A blog for better streets and public spaces in Portland, Maine.

Thursday, January 17, 2013

Donald does right by the East End

As reported in the Forecaster and Press Herald, Donald Sussman, the owner of several lots along Hampshire Street in East Bayside, has shelved his hybrid parking garage/condominium development proposal in order to re-evaluate his development options.


The 2-level parking fortress at the base of this project wasn't merely aesthetically clunky and hostile to the neighborhood's sidewalks — it also turned out to be a ball-and-chain to profit margins for the high-priced condos above. A competing project down the street, the Bay House, also went under construction this fall — but it will include 20% fewer parking spaces per unit, and will thus offer lower costs to buyers for a similar-value home.

Not reported in the newspapers was another possible motive for this decision: the imminent final planning effort for the Franklin Street corridor. City Hall has reportedly selected a preferred planning/engineering team to work with, and a contract could be signed any day now to finally begin the planning effort that will result in a shovel-ready construction plan for a new, reconnected Franklin Street.

That plan is almost certain to reduce Franklin to a smaller 2-lane street between Congress and Commercial. That, in turn, will free up a lot of surplus city-owned real estate on either side of the new street.
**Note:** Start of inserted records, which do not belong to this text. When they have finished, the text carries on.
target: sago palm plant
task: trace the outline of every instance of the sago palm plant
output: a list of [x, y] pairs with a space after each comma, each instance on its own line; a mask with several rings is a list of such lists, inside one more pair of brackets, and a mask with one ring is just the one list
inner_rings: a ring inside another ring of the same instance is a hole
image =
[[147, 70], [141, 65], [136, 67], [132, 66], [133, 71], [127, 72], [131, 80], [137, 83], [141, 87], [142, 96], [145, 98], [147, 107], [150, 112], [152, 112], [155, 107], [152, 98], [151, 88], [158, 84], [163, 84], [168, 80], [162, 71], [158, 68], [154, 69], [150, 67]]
The new Franklin Street could end up giving Sussman 10% to 20% more developable land to work with on this same site — and that, in turn, will give his developers more room to screen parking inside the lot, provide rentable, active ground-floor retail spaces, and offer more attractive terms to condo buyers.

That's a smart return on investment for waiting a year or two. And it makes it likely that the neighborhood will end up with a better-designed building, with active ground-floor uses that (unlike a parking garage) will engage the street and improve surrounding property values.


I should add a final disclosure: I've begun a day job at the Press Herald, which means, in a very indirect way, that I work for Donald Sussman (who is the paper's majority owner). Obviously that won't prevent me from lamenting his taste in architecture in this blog.